Порт де Клинянкур в тысяча девятьсот сорок первом был раем для ребятни. Меня всегда изумляют современные «пространства для детей», о которых говорят архитекторы, все эти песочницы, тобогганы, качели и многие другие штуки, которые теперь полагается иметь в новых скверах и домах. Созданные людьми с ворохом дипломов по детской психологии, эти площадки бесполезны. Детям там неинтересно.

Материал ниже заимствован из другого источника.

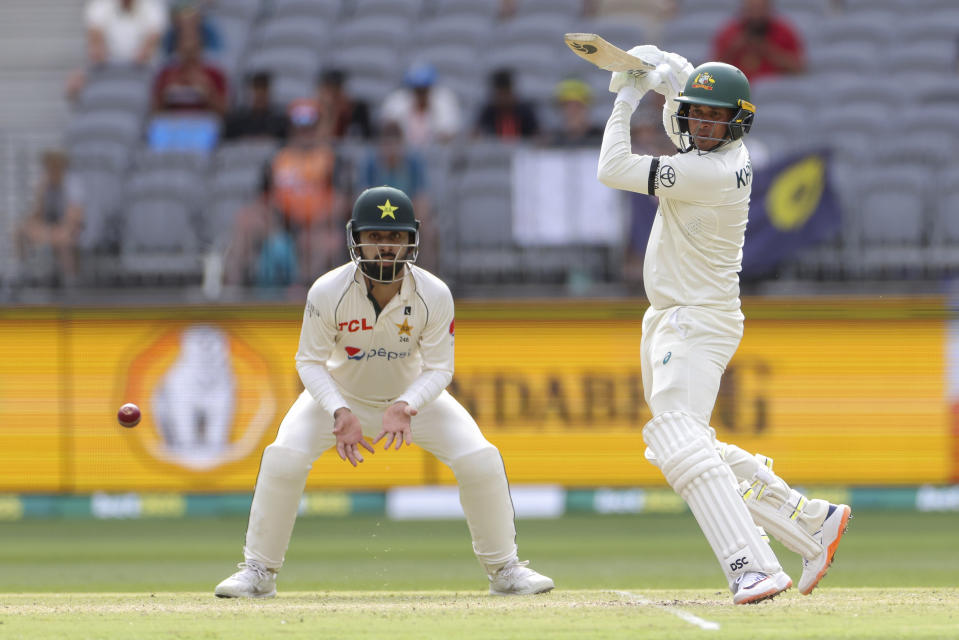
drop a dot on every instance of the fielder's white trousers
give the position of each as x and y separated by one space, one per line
442 427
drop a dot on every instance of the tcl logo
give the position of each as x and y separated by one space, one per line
355 325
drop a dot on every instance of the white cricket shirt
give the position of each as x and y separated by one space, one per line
694 253
347 353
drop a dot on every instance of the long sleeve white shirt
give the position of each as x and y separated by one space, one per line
694 252
348 353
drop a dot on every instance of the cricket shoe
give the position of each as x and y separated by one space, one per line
253 580
828 536
516 579
753 586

И я спрашиваю себя, не лучше ли было бы всем этим экспертам по детским потребностям задуматься, почему в то время нам так нравилось в своём уголке Парижа. Серые улицы, огни магазинов, полоски неба над крышами в вышине; длинные тротуары, забитые мусорными баками, – ну как на них было не взобраться, как не спрятаться в подъездах домов, а чего стоили дверные звонки! В общем, у нас было всё: неугомонные консьержи, конные повозки, продавщица цветов, летние террасы кафе. Бесконечные улицы сплетались в гигантский, неохватный лабиринт. И мы шли на разведку.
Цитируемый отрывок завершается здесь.